Bağışıklık sistemi antibiyotikle hasar görüyor
Doç. Dr. Metehan Özen, antibiyotiğin hayat kurtardığına ancak gerekenden fazla kullanıldığını kaydederken şöyle devam etti: “Antibiyotik bizim için yararlı bakterileri de yok ediyor. Bu yüzden bağışıklık sistemimiz bozuluyor. Bağırsaklarımızdaki doğal flora bozulduğu için savunma sistemimiz çöküyor. Savunma sistemimiz 4- 6 hafta arasında açık kalıyor. İyi bakteriler ölünce, dışarıdan gelen kötü bakteriler bağırsaklarımıza yapışıyor ve rahatlıkla kana karışıp hasta ediyor. İşte probiyotiğin önemi burada ortaya çıkıyor.
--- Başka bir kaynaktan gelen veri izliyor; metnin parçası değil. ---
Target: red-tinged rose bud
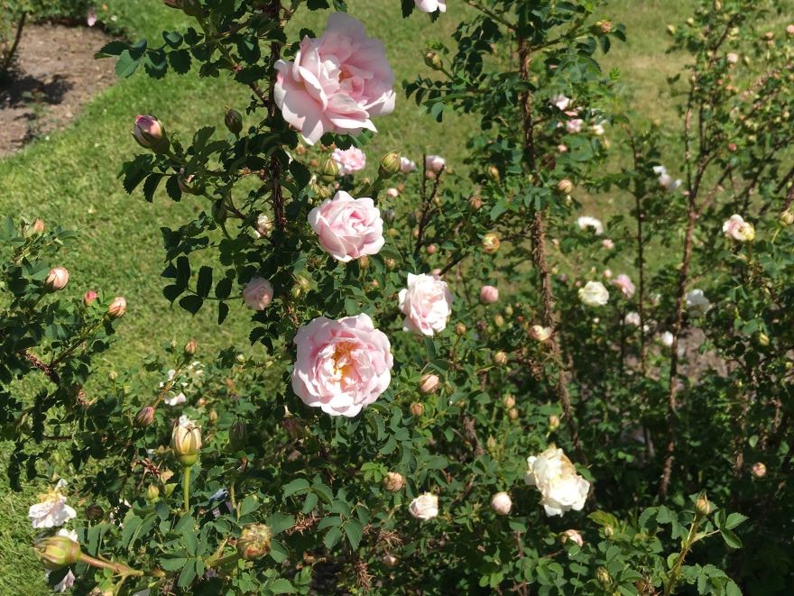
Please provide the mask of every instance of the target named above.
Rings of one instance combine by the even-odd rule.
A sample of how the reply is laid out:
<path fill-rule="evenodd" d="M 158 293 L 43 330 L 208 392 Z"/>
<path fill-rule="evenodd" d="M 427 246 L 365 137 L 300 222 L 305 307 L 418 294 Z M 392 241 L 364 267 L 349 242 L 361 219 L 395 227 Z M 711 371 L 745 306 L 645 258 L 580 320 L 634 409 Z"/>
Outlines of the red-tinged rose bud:
<path fill-rule="evenodd" d="M 383 562 L 389 569 L 394 569 L 400 564 L 400 560 L 393 555 L 383 555 Z"/>
<path fill-rule="evenodd" d="M 397 151 L 390 151 L 386 153 L 378 166 L 378 176 L 384 179 L 396 176 L 400 173 L 401 164 L 402 160 L 400 159 L 400 153 Z"/>
<path fill-rule="evenodd" d="M 432 393 L 439 388 L 440 382 L 438 375 L 425 374 L 419 380 L 419 392 L 423 395 Z"/>
<path fill-rule="evenodd" d="M 140 409 L 140 411 L 135 415 L 135 426 L 141 428 L 148 426 L 152 422 L 154 422 L 154 408 L 152 406 L 145 406 Z"/>
<path fill-rule="evenodd" d="M 397 472 L 390 472 L 383 478 L 383 488 L 389 492 L 397 492 L 405 486 L 405 477 Z"/>
<path fill-rule="evenodd" d="M 239 134 L 243 130 L 243 115 L 237 110 L 227 108 L 224 115 L 224 124 L 232 134 Z"/>
<path fill-rule="evenodd" d="M 80 546 L 66 536 L 51 536 L 36 543 L 36 555 L 50 571 L 75 564 L 80 554 Z"/>
<path fill-rule="evenodd" d="M 69 271 L 66 267 L 55 267 L 50 270 L 47 279 L 44 280 L 44 289 L 48 292 L 57 292 L 66 288 L 69 283 Z"/>
<path fill-rule="evenodd" d="M 171 144 L 162 124 L 154 116 L 136 116 L 133 125 L 133 137 L 141 147 L 150 149 L 155 153 L 165 152 Z"/>
<path fill-rule="evenodd" d="M 190 358 L 196 355 L 196 351 L 198 349 L 198 345 L 196 344 L 195 339 L 191 339 L 189 342 L 185 344 L 185 349 L 183 350 L 184 354 Z"/>
<path fill-rule="evenodd" d="M 121 296 L 113 298 L 113 302 L 107 307 L 107 316 L 110 318 L 121 318 L 127 311 L 127 301 Z"/>
<path fill-rule="evenodd" d="M 193 465 L 201 449 L 201 429 L 189 418 L 181 417 L 171 432 L 171 448 L 182 465 Z"/>
<path fill-rule="evenodd" d="M 486 254 L 494 254 L 496 251 L 499 250 L 499 236 L 497 236 L 493 232 L 489 232 L 485 236 L 483 236 L 483 251 Z"/>
<path fill-rule="evenodd" d="M 237 553 L 245 561 L 259 559 L 270 553 L 272 532 L 264 524 L 251 524 L 237 538 Z"/>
Kansere karşı probiyotik savaşı
Probiyotik kullanımının kanser başta olmak üzere, alerji, erken bebeklik döneminde bağışıklık sisteminin güçlendirilmesi, ishal gibi pek çok hastalığın önlenmesinde kullanılabildiğini ifade eden Doç. Dr. Özen, şunları da sözlerine ekledi: “Probiyotiklerin kansere neden olan bakterilerin engellenmesinde yararlı oldukları biliniyor. Ayrıca alerjik hastalıklarda probiyotikler sayesinde alerji semptomları daha kolay kontrol altına alınabiliyor. Bunun yanı sıra probiyotik kullanımında diş çürüklerinin önlendiğine dair çalışmalar da var. Her anlamda probiyotik önemlidir. Probiyotik kullanılarak yapılan çalışmaların artması ve sonuçlandırılmasıyla beraber, insan sağlığının korunması, hastalıkların tedavi edilmesi veya önlenmesi artık hayal olmayacak.”
Probiyotiğin önemi
Enfeksiyon Uzmanı Doç. Dr. Metehan Özen de konuşmasında çocuklarda görülen hastalıkların çoğunu önlemede probiyotik kullanımının önemli olduğunu söyledi.”Çocuklarda görülen hastalıkları bağışıklık sistemini güçlü kılarak azaltmak mümkün. Bunun için probiyotik takviyesi çok önemli. Araştırmalara bakıldığında çocuk hastalıklarının büyük çoğunluğu solunum yolu enfeksiyonlarına bağlı. Aslen düzenli probiyotik kullanımıyla bunu büyük ölçüde azaltmak mümkün. Ancak biz hasta olup antibiyotik kullanımına geçiyoruz. Antibiyotik ilişkili ishallere karşı da probiyotik kullanımını özellikle öneriyoruz. Antibiyotikler kötü mikroplarla savaşırken vücuttaki tüm mikropları öldürdüğü için yararlı bakterileri desteklemek gerekmekte ve bunun için probiyotik takviyesi yapılmalı. Özellikle çocuklarda sık görülen antibiyotik ilişkili ishal tedavisinde probiyotik takviyesi gerekmektedir. Çocuklarda bağışıklık sistemini güçlendirdiği bilimsel çalışmalarla kanıtlanmış tek grup probiyotiklerdir” dedi.